In the United States, New York City has the most flexible office space with 13.4 million square feet as of December 2018, but Seattle had the highest growth in coworking space last year with a 44% increase to 2.18 million square feet, according to CBRE.
CBRE tallied 25% growth in flexible office space year-over-year in the top 10 U.S. markets in 2018.
“Flexible office space, as part of a larger portfolio, is here to stay,” said Whelan.
Still, some critics, including real estate mogul Sam Zell, have said coworking is a fad that could suffer during an economic downturn as companies use their flexible leases to stop renting space.

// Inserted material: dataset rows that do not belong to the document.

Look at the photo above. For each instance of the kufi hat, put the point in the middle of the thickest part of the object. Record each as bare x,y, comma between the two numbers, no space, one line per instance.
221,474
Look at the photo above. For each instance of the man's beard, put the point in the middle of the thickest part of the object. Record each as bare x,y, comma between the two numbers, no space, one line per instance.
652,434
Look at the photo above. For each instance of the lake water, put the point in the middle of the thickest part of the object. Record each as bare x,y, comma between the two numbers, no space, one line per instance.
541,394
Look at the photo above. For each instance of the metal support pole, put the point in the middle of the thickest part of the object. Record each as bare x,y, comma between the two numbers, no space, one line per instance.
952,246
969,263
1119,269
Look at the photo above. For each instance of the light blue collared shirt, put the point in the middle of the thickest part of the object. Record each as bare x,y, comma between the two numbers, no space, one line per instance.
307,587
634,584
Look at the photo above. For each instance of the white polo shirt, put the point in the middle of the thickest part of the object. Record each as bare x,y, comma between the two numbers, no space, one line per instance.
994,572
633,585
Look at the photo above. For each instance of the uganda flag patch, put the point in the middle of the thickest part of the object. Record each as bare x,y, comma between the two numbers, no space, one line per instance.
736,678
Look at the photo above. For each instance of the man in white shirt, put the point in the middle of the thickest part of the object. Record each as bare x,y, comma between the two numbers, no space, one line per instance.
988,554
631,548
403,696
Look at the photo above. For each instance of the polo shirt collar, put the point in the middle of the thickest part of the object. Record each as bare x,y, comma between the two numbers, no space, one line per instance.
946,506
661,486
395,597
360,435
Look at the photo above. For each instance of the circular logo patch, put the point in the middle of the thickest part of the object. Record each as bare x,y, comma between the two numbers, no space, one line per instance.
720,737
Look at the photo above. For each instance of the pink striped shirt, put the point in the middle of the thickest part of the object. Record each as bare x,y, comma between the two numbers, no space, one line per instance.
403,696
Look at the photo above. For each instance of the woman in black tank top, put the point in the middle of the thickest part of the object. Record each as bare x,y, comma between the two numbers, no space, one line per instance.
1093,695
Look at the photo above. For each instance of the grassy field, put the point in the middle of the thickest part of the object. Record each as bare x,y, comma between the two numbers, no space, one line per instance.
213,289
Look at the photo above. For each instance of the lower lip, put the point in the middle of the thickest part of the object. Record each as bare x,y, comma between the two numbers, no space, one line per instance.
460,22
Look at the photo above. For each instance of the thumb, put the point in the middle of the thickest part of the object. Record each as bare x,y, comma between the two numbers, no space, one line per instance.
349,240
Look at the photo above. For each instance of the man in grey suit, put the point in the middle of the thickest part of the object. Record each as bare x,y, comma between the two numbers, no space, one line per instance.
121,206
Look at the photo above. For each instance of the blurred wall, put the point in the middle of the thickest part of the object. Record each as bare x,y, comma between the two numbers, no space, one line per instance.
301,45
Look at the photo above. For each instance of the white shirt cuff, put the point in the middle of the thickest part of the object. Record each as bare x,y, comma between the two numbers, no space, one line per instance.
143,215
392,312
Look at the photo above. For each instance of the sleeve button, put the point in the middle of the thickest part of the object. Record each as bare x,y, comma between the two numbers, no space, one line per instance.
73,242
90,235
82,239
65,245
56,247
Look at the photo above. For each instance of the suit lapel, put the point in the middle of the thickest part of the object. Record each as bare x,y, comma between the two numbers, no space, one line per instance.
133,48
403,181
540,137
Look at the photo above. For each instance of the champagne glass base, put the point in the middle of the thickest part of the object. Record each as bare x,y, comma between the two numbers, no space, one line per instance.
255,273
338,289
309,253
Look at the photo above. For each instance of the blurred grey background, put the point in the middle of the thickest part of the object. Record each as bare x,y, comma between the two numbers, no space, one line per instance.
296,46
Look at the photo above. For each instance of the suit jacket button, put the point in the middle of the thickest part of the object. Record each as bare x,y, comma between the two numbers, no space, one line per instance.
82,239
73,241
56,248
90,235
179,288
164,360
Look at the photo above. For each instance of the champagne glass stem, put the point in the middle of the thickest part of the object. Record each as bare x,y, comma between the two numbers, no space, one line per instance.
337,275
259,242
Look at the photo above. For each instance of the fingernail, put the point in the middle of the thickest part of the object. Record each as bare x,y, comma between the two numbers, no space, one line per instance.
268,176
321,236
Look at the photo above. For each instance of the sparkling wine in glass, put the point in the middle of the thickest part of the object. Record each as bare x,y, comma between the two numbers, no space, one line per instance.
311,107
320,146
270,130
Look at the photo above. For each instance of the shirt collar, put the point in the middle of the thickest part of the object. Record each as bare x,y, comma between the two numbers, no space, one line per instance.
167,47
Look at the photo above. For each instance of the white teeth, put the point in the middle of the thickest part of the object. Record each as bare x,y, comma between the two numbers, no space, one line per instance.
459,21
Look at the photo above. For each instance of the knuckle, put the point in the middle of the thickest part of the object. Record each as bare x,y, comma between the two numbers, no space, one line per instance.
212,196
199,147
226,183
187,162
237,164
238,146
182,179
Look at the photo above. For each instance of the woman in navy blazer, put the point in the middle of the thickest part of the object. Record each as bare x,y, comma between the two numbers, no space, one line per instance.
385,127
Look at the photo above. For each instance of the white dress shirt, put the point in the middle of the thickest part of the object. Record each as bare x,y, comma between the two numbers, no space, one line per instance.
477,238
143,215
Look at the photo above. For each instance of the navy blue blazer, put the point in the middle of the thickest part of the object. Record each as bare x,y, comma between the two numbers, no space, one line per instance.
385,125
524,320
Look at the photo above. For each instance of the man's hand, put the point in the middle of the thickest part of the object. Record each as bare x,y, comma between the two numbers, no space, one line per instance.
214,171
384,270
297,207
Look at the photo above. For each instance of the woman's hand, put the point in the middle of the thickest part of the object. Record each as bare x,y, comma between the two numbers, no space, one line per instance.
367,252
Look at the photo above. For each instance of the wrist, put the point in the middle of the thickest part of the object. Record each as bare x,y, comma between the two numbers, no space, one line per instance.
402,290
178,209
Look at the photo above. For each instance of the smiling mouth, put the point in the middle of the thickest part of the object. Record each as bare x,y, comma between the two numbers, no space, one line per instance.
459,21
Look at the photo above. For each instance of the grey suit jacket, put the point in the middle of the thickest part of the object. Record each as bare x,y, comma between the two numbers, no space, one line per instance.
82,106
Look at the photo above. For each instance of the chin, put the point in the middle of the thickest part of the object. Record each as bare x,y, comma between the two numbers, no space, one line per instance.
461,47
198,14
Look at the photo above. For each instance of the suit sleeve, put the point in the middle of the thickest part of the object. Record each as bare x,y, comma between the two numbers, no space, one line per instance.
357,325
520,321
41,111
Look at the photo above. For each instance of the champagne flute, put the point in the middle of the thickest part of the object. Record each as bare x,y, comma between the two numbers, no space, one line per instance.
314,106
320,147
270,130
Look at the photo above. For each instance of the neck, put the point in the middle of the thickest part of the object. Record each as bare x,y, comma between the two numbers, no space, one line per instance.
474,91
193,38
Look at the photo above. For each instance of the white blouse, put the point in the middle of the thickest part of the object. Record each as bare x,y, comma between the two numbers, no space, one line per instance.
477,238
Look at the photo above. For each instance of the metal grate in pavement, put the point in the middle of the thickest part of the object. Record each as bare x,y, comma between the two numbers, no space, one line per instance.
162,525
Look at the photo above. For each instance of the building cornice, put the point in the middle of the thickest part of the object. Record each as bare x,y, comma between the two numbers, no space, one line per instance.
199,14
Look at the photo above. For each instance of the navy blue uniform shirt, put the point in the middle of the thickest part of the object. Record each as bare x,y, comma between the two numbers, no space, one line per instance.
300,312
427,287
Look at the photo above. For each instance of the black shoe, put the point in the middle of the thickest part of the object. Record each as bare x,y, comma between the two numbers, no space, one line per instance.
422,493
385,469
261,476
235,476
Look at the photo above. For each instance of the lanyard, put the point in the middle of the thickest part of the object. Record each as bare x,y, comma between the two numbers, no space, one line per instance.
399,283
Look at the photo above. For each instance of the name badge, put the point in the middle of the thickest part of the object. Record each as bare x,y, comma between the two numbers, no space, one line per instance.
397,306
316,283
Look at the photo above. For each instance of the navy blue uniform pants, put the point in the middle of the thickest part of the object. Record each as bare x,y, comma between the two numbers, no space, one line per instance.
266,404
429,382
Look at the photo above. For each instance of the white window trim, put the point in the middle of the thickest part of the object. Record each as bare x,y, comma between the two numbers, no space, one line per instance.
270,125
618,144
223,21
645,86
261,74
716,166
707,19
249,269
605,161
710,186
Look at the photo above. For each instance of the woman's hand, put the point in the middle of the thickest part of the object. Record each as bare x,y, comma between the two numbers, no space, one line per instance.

However, a recession could bring layoffs and potential new coworking participants who’d rather work in a coworking space than at home, according to Greg Fuller, president and chief operating officer of Granite Properties, a Plano, Texas-based developer and landlord with properties throughout the United States.
“There are so many variables, but I do think coworking will stay around for a long time and that’s why we underwrite an operator’s business operations,” Fuller said.
Granite Properties has partnered up with various coworking companies throughout the United States, from a recently signed lease by We totaling 53,478 square feet in Newport Beach, California, to an Industrious lease for 24,000 square feet in Glendale, California, to Serendipity Labs leasing about 25,000 square feet in Denver, an operational agreement with Common Desk in Dallas’ West End, the landlord has underwritten for each of its coworking operations.
“We’ve seen good credit coworking tenants having a positive impact on the valuation of the building,” Fuller said in an interview. “We’ve even seen an unknown entity with no credit looked at as an amenity for the building.”
Marc Grossfeld, managing director of Sunwest Real Estate Group, a Dallas-based landlord and investor, has been upgrading buildings to include hospitality-like amenities such as tenant lounges to compete with coworking spaces. He recently had an undisclosed coworking company try to negotiate a lease requiring his company, as the landlord, to pay most of the bill to build out the lucrative coworking space, he said.
“It’s a bit concerning to see a company unwilling to co-invest in these expensive build-outs,” Grossfeld said.
Adding to the unknown, coworking, which started becoming popular with tenants around 2013, has not been through a downward economic cycle yet. As the U.S. economy enjoys a stretch of prosperity that could set a record next month for the longest ever, a recession is on the top of many developers’ and lenders’ minds.
“If that occurs, it would seem reasonable to expect coworking to affect a building’s valuation,” Grossfeld said.